-
Notifications
You must be signed in to change notification settings - Fork 1k
Description
Describe the bug
The Stackdriver registry overwrites existing metric descriptors when it fails to pre-populate the known metrics during initialization due to a timeout, causing loss of Terraform-configured data like user-friendly names and descriptions.

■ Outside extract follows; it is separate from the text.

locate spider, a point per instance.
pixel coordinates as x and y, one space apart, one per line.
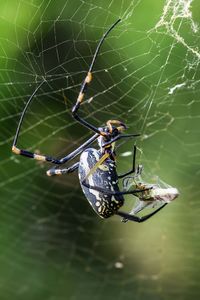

This behavior causes Terraform to attempt recreation of the descriptor via delete and re-create, which can time-out and fail deployments. (related bug ticket hashicorp/terraform-provider-google#22949).
Environment
- Micrometer version: 1.14.6
- Micrometer registry: Stackdriver / Google Cloud Monitoring
- OS: Linux
- Java version: 21
To Reproduce
Configure a project that reports using Stackdriver
Create e.g. a gauge and set a value.
Eventually when publishing the value, createMetricDescriptorIfNecessary
will be called. Because this is the first call, verifiedDescriptors
is empty, and prePopulateVerifiedDescriptors
will be called.
prePopulateVerifiedDescriptors
attempts to fetch existing descriptors via the API client here. This call needs to fail to trigger the bug (this happens for us sometimes due to a network timeout). The failed call is explicitly ignored by the code here, and the verifiedDescriptors
list remains empty.
The calling createMetricDescriptorIfNecessary
will now not find the metric descriptor in the still-empty verifiedDescriptors
list, causing a call to create the metric despite it already existing, overwriting it with the incomplete metric information present in the service, which lacks e.g. the friendly name and description.
Expected behavior
Existing metric descriptors do not get overwritten.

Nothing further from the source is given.